参考:一般財団法人日本品質保証機構|証書発行事業者(申請者)一覧

なお、認定されたグリーン電力発電設備は以下より確認できる。

参考:一般財団法人日本品質保証機構|グリーン電力発電設備認定一覧(2024年3月31現在)

STEP3.見積もりを取る

発行事業者から見積もりを取り、価格を把握しよう。事業者によって価格帯や標準工期などが異なるので、事前確認が必要となる。

一般的に、グリーン電力証書の価格は以下の計算式で求められるので活用しよう。

グリーン電力証書価格 =使用予想電力量(kWh)×グリーン電力使用割合(%)×単価(円/kWh)+証書発行手数料+消費税

参考:グリーン購入ネットワーク|「グリーン電力証書」購入ガイドライン

STEP4.グリーン電力証書を購入する

発行事業者と契約し購入すると、取り決めた電力量が記載されたグリーン電力証書が発行される。
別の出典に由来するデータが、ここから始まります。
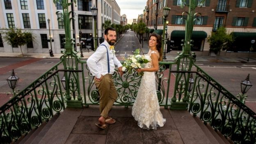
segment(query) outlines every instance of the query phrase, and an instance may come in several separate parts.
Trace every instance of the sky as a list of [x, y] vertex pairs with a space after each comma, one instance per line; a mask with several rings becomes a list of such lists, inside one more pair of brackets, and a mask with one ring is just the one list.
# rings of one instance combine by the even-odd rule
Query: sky
[[147, 0], [116, 0], [121, 11], [121, 16], [126, 15], [128, 23], [132, 24], [133, 19], [138, 18], [139, 14], [143, 13]]

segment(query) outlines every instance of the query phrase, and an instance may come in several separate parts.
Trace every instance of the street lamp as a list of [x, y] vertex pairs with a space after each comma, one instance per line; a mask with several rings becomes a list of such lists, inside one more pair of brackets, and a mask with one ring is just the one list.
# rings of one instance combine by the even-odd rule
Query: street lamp
[[50, 39], [48, 39], [48, 42], [50, 42], [50, 50], [49, 50], [49, 53], [50, 53], [50, 57], [54, 57], [53, 55], [53, 48], [52, 47], [52, 41], [53, 41], [53, 39], [52, 39], [52, 37], [50, 35], [50, 19], [48, 18], [47, 20], [47, 21], [48, 21], [48, 26], [49, 27], [49, 34], [50, 35]]
[[241, 82], [241, 92], [243, 94], [246, 93], [252, 86], [252, 85], [249, 81], [249, 77], [250, 74], [248, 74], [245, 80]]
[[250, 57], [250, 54], [251, 54], [251, 51], [253, 50], [253, 48], [252, 48], [252, 45], [253, 45], [254, 43], [255, 42], [255, 40], [254, 39], [251, 41], [251, 48], [250, 48], [250, 51], [249, 51], [249, 56], [248, 57], [248, 59], [247, 59], [247, 62], [249, 61], [249, 58]]
[[166, 25], [165, 25], [165, 46], [164, 46], [164, 57], [163, 58], [163, 59], [166, 59], [166, 56], [165, 55], [165, 54], [167, 53], [166, 51], [166, 49], [167, 49], [167, 46], [166, 46], [166, 43], [167, 43], [167, 41], [169, 39], [169, 35], [168, 34], [168, 33], [167, 32], [167, 25], [168, 23], [169, 23], [169, 21], [166, 21]]
[[80, 51], [81, 52], [81, 54], [80, 55], [80, 56], [81, 57], [84, 57], [84, 55], [82, 54], [82, 41], [81, 41], [81, 37], [82, 36], [82, 31], [81, 31], [81, 24], [82, 23], [82, 20], [81, 19], [79, 19], [78, 21], [79, 22], [79, 47], [80, 48]]
[[12, 89], [12, 91], [14, 92], [14, 95], [15, 95], [15, 91], [14, 89], [15, 89], [15, 87], [16, 87], [16, 85], [17, 85], [18, 81], [18, 80], [20, 78], [19, 77], [15, 75], [14, 70], [13, 69], [11, 75], [6, 80], [7, 80], [8, 85], [9, 85], [9, 87]]
[[[164, 52], [164, 44], [165, 43], [165, 25], [166, 24], [166, 18], [167, 18], [167, 17], [168, 16], [168, 14], [169, 13], [169, 11], [170, 11], [170, 10], [171, 10], [171, 8], [169, 7], [164, 7], [163, 8], [164, 10], [163, 10], [163, 18], [164, 19], [164, 26], [163, 26], [163, 32], [164, 32], [164, 34], [162, 34], [162, 52]], [[165, 59], [166, 59], [166, 58], [165, 57]]]
[[94, 5], [94, 7], [91, 8], [91, 14], [92, 14], [92, 16], [93, 16], [94, 19], [94, 49], [96, 50], [97, 47], [98, 47], [97, 44], [97, 34], [96, 33], [96, 29], [97, 29], [96, 21], [97, 20], [96, 18], [97, 13], [98, 13], [98, 9]]

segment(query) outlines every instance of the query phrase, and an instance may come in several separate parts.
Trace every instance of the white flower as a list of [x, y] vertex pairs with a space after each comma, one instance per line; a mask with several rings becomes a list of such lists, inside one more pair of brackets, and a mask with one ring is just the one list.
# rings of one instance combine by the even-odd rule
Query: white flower
[[136, 57], [136, 58], [142, 57], [142, 56], [139, 55], [135, 55], [135, 57]]
[[123, 67], [122, 68], [122, 71], [126, 71], [127, 69], [125, 67]]
[[151, 58], [150, 57], [150, 56], [147, 55], [145, 56], [145, 59], [146, 59], [149, 61], [150, 61], [151, 60]]
[[132, 58], [132, 62], [133, 62], [133, 63], [135, 63], [137, 62], [137, 59], [134, 57], [133, 57]]
[[132, 66], [132, 67], [134, 68], [135, 67], [136, 67], [136, 65], [134, 63], [131, 63], [131, 66]]

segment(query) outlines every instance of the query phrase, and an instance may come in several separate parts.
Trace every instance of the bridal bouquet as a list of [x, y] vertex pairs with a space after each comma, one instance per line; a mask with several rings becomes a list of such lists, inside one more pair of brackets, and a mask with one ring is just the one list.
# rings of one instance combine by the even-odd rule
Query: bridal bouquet
[[[130, 74], [133, 74], [137, 69], [142, 69], [145, 67], [145, 64], [151, 60], [150, 57], [139, 55], [139, 49], [137, 49], [134, 52], [134, 55], [125, 59], [123, 64], [122, 71], [128, 72]], [[139, 75], [143, 75], [143, 73], [139, 73]]]

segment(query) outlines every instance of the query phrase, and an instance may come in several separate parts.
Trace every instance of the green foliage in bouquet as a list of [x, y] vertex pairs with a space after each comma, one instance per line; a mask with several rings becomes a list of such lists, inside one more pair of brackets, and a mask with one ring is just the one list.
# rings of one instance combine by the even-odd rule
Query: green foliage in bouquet
[[145, 67], [146, 64], [151, 60], [149, 56], [141, 55], [139, 55], [139, 49], [137, 49], [134, 52], [134, 55], [130, 56], [129, 57], [125, 59], [125, 62], [123, 64], [123, 71], [128, 72], [129, 74], [134, 74], [137, 73], [139, 75], [143, 75], [144, 73], [136, 73], [136, 69], [143, 69]]

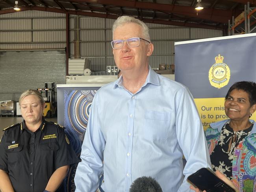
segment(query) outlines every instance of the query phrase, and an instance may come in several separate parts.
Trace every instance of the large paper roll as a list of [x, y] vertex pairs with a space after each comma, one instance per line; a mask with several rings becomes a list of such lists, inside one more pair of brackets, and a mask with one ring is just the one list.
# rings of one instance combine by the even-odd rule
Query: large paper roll
[[90, 69], [85, 69], [83, 70], [83, 75], [89, 76], [91, 75], [91, 71]]

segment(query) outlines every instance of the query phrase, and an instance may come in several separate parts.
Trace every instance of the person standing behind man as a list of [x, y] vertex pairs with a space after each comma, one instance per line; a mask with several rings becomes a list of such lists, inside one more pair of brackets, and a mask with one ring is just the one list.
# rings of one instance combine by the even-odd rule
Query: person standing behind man
[[188, 89], [149, 65], [154, 46], [148, 31], [132, 17], [119, 17], [114, 23], [111, 44], [122, 75], [94, 97], [75, 176], [76, 192], [95, 192], [103, 170], [105, 192], [128, 192], [143, 176], [154, 178], [163, 191], [188, 191], [187, 177], [210, 166]]

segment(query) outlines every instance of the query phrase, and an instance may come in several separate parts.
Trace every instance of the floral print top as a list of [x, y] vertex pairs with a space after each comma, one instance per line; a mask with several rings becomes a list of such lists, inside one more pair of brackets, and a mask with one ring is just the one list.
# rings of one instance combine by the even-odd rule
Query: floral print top
[[231, 179], [232, 163], [236, 147], [244, 140], [252, 130], [253, 126], [245, 130], [234, 131], [228, 123], [226, 123], [222, 128], [219, 142], [210, 157], [213, 171], [218, 170]]
[[[221, 133], [224, 125], [228, 123], [230, 120], [227, 119], [211, 123], [210, 127], [206, 131], [205, 135], [210, 155], [213, 151], [215, 151], [213, 153], [216, 152], [215, 148], [219, 145], [218, 144], [220, 143], [221, 139], [223, 139], [224, 142], [224, 139], [221, 138]], [[251, 131], [248, 133], [244, 138], [240, 139], [238, 145], [233, 148], [233, 155], [229, 157], [232, 159], [231, 159], [232, 181], [239, 189], [240, 192], [256, 192], [256, 124], [252, 120], [250, 121], [254, 124]], [[223, 131], [223, 135], [224, 134]], [[226, 135], [227, 133], [224, 134]], [[218, 158], [219, 161], [222, 159], [221, 156], [220, 157], [221, 159]], [[224, 163], [226, 163], [226, 162]], [[216, 165], [219, 167], [217, 165], [214, 166], [215, 167]], [[227, 168], [228, 166], [230, 166], [227, 165]], [[224, 167], [226, 170], [226, 165]], [[229, 170], [231, 170], [231, 168], [230, 168]], [[226, 174], [228, 171], [225, 172]]]

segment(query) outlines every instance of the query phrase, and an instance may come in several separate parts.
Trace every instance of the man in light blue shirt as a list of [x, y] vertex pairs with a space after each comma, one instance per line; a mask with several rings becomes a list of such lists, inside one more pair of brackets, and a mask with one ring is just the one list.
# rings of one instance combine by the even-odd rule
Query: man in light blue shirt
[[155, 179], [164, 192], [189, 191], [187, 177], [210, 164], [193, 98], [184, 85], [149, 67], [154, 46], [143, 22], [122, 16], [113, 32], [122, 76], [100, 88], [93, 100], [76, 191], [95, 192], [103, 171], [105, 192], [128, 192], [143, 176]]

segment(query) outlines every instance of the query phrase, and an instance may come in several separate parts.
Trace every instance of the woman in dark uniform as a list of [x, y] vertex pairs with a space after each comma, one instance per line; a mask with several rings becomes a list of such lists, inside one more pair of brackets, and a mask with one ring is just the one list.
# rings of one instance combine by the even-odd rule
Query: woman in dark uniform
[[19, 103], [24, 120], [5, 129], [0, 141], [0, 188], [56, 191], [78, 159], [64, 128], [43, 117], [45, 103], [40, 92], [24, 92]]

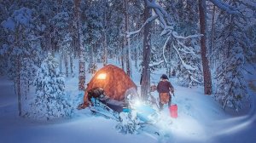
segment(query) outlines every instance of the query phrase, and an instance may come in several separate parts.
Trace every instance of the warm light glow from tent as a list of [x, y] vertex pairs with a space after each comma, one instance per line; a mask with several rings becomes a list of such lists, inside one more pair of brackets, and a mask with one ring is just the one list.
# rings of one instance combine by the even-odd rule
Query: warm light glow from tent
[[101, 73], [98, 75], [97, 79], [106, 79], [106, 73]]

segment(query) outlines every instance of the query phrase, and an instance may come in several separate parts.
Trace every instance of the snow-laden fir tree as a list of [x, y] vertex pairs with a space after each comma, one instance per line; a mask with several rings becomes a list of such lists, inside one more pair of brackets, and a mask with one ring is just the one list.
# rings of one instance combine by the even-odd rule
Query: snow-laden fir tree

証書そのものや証書のロゴなどをオンラインで取得できる場合もあり、自社のホームページや会社案内資料などに添付するなど、環境活動のPRとして利用できる。

STEP5.グリーン電力証書の取得を公表する

グリーン電力証書の取得を社外に公表する際、適切な表現が求められる。

一般財団法人日本品質保証機構による「表現等に関するグリーン電力証書所有者用ガイドライン」を参考に、グリーン電力価値の誇大表現や誤解を招く表現を避けるようにしよう。

まとめ

企業はグリーン電力証書の購入を通じて、従来の電力に環境価値を付加することができる。これにより、再生可能エネルギーを利用していて、地球環境保護に取り組んでいる企業であると、社会的に評価されるだろう。

グリーン電力証書の購入以外にも、企業が再生可能エネルギーを調達する方法はある。

太陽光発電システムの導入や、施設に発電設備を設置して発電した電気を電力として提供するPPA事業などの方法も合わせて取り組んでいこう。